というのもsynchronizeモジュールは通常、”操作対象ホスト”ではなく”Ansibleの実行ホスト”でrsyncが起動されるのだが、にもかかわらずdelegate_toアトリビュートを指定すれば”Ansibleの実行ホスト”でもなく”delegate_toで指定されたホスト”でrsyncが起動されるようにすることができるのである。
synchronizeモジュールは「rsync起動ホスト」から「操作対象ホスト」へのファイルやディレクトリのコピーを行う。1
つまりdelegate_toを使って「rsync起動ホスト」を「操作対象ホスト」と同じものにしてやれば、操作対象ホスト上でファイルやディレクトリをコピーすることができる、というわけである。
操作対象ホストはplaybook中ではinventory_hostnameで取得することができる。

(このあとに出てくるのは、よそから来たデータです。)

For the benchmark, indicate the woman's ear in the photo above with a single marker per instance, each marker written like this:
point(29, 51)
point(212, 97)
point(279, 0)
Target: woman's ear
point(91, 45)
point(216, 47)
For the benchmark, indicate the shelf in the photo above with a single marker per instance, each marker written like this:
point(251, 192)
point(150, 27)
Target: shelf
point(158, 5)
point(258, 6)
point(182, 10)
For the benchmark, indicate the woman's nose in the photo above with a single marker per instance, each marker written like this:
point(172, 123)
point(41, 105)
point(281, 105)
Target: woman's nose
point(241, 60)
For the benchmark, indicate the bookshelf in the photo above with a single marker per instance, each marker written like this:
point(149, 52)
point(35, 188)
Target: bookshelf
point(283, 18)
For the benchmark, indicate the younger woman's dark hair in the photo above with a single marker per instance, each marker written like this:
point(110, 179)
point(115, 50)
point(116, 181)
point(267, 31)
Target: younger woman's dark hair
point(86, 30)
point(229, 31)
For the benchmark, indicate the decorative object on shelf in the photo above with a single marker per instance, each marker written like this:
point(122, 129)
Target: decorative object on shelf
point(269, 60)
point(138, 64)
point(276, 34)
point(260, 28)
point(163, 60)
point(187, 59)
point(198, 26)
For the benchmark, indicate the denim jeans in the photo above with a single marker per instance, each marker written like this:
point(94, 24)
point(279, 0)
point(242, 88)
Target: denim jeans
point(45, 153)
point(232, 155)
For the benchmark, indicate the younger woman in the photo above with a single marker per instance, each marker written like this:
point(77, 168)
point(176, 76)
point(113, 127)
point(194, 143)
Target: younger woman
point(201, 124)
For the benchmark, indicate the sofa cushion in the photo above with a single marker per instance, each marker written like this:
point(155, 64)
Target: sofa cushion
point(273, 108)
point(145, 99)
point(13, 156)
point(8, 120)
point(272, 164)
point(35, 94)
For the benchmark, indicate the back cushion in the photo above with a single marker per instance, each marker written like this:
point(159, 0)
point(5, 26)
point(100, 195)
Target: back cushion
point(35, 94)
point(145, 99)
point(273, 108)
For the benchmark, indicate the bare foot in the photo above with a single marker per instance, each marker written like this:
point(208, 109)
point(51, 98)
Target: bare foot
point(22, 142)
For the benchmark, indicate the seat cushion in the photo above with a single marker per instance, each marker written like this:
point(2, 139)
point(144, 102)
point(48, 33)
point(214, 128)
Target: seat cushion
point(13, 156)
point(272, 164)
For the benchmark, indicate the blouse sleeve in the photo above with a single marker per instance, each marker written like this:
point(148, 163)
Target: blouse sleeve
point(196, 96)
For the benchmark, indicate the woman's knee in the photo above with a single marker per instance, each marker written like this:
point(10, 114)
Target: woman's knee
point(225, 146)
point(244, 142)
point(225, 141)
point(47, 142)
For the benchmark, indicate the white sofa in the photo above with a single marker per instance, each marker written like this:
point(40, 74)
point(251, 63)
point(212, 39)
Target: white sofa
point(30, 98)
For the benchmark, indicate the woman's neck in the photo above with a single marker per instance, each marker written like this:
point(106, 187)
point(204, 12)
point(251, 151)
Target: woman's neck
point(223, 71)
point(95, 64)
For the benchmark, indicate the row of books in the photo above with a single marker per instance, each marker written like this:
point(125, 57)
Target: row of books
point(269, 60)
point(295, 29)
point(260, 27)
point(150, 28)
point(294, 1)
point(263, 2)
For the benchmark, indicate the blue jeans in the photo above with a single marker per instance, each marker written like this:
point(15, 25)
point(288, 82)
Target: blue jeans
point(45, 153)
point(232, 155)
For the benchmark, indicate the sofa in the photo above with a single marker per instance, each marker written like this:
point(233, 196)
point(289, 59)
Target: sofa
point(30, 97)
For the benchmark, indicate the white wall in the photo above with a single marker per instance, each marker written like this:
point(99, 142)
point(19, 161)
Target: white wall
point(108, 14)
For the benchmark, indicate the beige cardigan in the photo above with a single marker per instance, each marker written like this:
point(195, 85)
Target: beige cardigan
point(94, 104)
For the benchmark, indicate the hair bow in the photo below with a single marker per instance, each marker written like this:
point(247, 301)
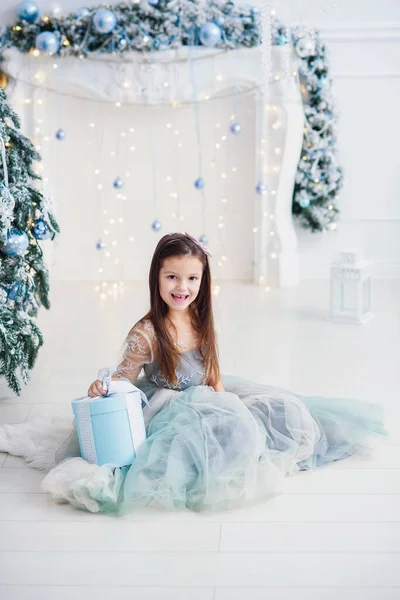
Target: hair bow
point(205, 250)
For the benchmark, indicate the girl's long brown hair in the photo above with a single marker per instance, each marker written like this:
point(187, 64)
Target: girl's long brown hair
point(178, 244)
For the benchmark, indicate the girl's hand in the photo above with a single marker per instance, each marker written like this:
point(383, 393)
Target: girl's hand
point(96, 389)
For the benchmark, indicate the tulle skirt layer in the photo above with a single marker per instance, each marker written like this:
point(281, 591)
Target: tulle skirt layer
point(218, 450)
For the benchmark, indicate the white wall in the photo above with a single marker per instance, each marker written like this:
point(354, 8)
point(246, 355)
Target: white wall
point(363, 44)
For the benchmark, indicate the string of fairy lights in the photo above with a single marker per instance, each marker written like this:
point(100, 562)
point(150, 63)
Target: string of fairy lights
point(109, 240)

よって以下のようなtaskが操作対象ホスト上でコピーを行う一番単純な形である。
- synchronize:
src: /from_dir/
dest: /to_dir
delegate_to: "{{ inventory_hostname }}"
コピーではなく移動するならrsync_optsオプションで–remove-source-filesを付ければ良い。
- synchronize:
src: /from_dir/
dest: /to_dir
rsync_opts:
- --remove-source-files
delegate_to: "{{ inventory_hostname }}"
ただし–remove-source-filesでは移動元のファイルは消えるがディレクトリは消えず空ディレクトリが残るので、それも消したければさらにfileモジュールを使って削除する。
(synchronizeモジュールはrsyncを呼び出すため、srcのパスの最後にスラッシュを付けた場合と付けない場合の動作の違いに注意。付けた場合は「/from_dir/*」と見なされることになる)
- synchronize:
src: /from_dir
dest: /to_dir
rsync_opts:
- --remove-source-files
delegate_to: "{{ inventory_hostname }}"
- file:
path: /from_dir
state: absent
なお、synchronizeモジュールはrsync起動ホストにrsyncがインストールされていないと当然動作しない。2
またそのオプションの多さからかバグ報告数が比較的多い気がするので期待通りの動きをしないことが割とある、かもしれない。